Christoph Schmidberger follows in the lusty decadence of Francois Boucher and Jean-Honore Fragonard. In his approach to portraiture, Schmidberger embarks upon the erotic, creating sumptuous canvases where antiquated flirtation meets porn. Using historical compositional devices, Schmidberger’s modern demoiselles, flanneurs and nymphs luxuriate in contemporary surroundings. They are rendered with hyper-sensitive realism, and Schmidberger’s work addresses the resurrection of painting in relation to photography. Exchanging the dramatic pastels of Rococo painting for the acidic hues of film, and framing his scenes with casual B-movie ambience, Schmidberger contrives romanticism with a hefty dose of kitsch.
Throughout Schmidberger’s work is an engagement with the Sublime: his consuming beauty is inseparable from horror.

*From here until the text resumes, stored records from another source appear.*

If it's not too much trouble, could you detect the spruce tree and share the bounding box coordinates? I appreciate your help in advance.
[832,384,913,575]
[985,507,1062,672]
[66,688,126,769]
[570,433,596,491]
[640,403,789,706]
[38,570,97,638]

Figures recline with corpse-like passivity, and dogs – traditionally symbolic of fidelity and love – insinuate a repulsive carnality. Infusing the seedy with a baroque indulgence, Schmidberger construes sexuality and violence as sensuous delight. Broaching youth-culture irony with frivolous innocence, Schmidberger updates the grand themes of the literary Decadence period, examining the mores of jouissance, passion and death in relation to contemporary experience.